AB misyonu meselesine gelince; bu, 2023’ten beri sınırın Ermenistan tarafında çalışan, 23 AB ülkesinden ve Kanada’dan gelen tamamı sivillerden oluşan bir gözlemci heyeti. Sahada ne olup bittiğini yerinde ve sürekli biçimde gözlemleyerek raporlar hazırlıyorlar. Sınır boyunca ‘ateş açılma’ haberlerinin seneler boyunca ne kadar sık ileri sürüldüğünü düşünecek olursak, böyle bir gözlemci heyetinin sınırda bulunmasının ne kadar önemli olduğu daha iyi anlaşılır. Şimdi, komşu ülkelere karşı kötü niyet beslemeyen bir devlet, askerî hiçbir yönü olmayan, sivil bir heyete neden itiraz eder?

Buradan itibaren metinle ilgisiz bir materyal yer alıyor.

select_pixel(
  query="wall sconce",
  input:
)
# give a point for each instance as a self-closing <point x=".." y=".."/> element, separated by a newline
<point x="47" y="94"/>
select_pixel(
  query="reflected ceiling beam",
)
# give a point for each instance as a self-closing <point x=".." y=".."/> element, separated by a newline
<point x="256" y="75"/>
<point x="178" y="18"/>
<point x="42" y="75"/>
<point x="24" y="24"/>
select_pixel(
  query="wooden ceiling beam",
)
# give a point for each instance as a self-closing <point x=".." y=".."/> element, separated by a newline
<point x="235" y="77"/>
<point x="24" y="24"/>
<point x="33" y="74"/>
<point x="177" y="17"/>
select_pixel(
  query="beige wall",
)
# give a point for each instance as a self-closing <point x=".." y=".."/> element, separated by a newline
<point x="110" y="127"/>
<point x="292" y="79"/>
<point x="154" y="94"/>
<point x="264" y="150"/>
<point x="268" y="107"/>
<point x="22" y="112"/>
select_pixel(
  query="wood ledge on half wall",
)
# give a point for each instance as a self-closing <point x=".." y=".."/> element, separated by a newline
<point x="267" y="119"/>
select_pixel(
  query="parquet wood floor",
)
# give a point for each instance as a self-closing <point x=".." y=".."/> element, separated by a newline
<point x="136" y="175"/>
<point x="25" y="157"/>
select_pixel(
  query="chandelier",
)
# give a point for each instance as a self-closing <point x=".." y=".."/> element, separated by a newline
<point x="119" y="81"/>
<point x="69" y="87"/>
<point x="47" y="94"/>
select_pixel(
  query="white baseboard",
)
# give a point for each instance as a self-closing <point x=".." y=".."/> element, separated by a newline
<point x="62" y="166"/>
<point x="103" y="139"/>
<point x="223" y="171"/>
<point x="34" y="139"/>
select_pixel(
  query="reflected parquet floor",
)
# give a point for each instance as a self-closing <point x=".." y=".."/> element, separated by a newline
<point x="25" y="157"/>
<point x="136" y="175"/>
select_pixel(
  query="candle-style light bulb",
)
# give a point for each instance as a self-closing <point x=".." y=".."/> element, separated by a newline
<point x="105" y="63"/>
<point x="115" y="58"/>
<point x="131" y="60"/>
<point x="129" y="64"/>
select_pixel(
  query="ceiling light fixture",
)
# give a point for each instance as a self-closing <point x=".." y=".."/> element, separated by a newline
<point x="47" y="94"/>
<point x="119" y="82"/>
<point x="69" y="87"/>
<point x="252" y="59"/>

Kaldı ki, bir devletin kendi sınırları dışında, silahlı güçleri kapsamadığı sürece, nerede hangi heyetin çalışacağı konusunda meşru bir söz söyleme hakkı da yoktur. Eğer, Aliyev’in sık sık iddia ettiği üzere Azerbaycan, Ermenistan’ın kendine yönelik saldırgan emellerinden endişe ediyorsa, bu misyonun sınırın Azerbaycan tarafında da çalışmasını isteyebilir pekâlâ. Paşinyan yönetimi barış uğruna neredeyse ağzıyla kuş tutmaya çıkacakken, Ermeniler açısından önemli tavizler manasına gelen birçok adım atmış ve hâlâ atıyorken, bu endişenin ciddiyeti ve samimiyeti ayrıca tartışmalıdır. 2020’deki savaştan beri askerî yöntemlerden sonuç almış ve kendi iktidarı açısından bunun ‘tadına varmış’ olan Aliyev’in kendisidir.

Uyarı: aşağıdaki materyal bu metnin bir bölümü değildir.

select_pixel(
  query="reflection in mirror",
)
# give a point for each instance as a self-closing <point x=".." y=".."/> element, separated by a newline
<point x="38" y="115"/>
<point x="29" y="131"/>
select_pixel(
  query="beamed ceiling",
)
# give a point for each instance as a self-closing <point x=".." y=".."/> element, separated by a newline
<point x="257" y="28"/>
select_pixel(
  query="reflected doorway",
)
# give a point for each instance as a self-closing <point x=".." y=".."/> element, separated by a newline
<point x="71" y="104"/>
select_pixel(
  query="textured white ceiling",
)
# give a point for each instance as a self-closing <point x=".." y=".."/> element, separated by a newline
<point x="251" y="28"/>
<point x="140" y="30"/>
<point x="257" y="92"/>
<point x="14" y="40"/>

Ona kalsa yarın saldırır ama 2020’dekinin tersine, uygun bir uluslararası havanın bu konu açısından mevcut olmadığının farkında, çünkü 2020’de Avrupa ve ABD de dâhil, uluslararası camia, açıkça söylemeseler de, Ermenistan hükümetlerinin önceki 25-30 senelik –en hafif tabirle– dar görüşlü politikalarının da etkisiyle, Azerbaycan’ın Karabağ’ı topraklarına katma girişimlerine göz yummaya hazırdı. Bunun bir biçimde Azerbaycan’ın hakkı olduğunu düşünüyorlardı. Azerbaycan’ın bugünkü taleplerine, hele bu talepler üzerinden yeni bir savaşa bu gözle bakmıyorlar; muhtemelen kapalı kapılar ardında bunu Aliyev’e de söylüyorlar. Onu durduran da bu oluyor. Onun açısından çelişki şu ki, Ermenistan’ın ordusuna yaptığı yatırımlardan dolayı, Aliyev için askerî seçeneğin maliyeti her geçen gün artıyor. 

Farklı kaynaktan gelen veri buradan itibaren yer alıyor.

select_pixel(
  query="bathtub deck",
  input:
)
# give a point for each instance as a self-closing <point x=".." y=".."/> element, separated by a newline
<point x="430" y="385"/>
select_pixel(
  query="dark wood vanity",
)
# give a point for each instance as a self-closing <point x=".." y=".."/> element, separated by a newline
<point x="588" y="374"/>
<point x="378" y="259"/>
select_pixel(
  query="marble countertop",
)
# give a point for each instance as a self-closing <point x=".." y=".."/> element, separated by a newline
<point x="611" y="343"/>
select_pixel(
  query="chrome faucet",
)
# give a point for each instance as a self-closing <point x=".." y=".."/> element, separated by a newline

Son olarak, savaş suçları ve suçluları hakkında uluslararası mahkemelerde açılan karşılıklı davalardan vazgeçilmesi konusunda da kısaca bir yorum yapmak gerekirse, iki taraf da kendilerine karşı böyle suçlar işlendiğinden eminse, bu davalarından vazgeçmemeliler, çünkü savaş esirlerinin öldürülmesi, işkenceye tabi tutulması, sivillerin katledilmesi, kadınlara tecavüz edilmesi gibi savaş suçları hiçbir zaman ve zeminde cezasız kalmamalıdır, bu insanlık onuruyla ilgili bir durumdur. Ayrıca, yetersiz de olsa adalet hissi üzerine bina edilmeyen bir barış çok da uzun ömürlü olmayacaktır.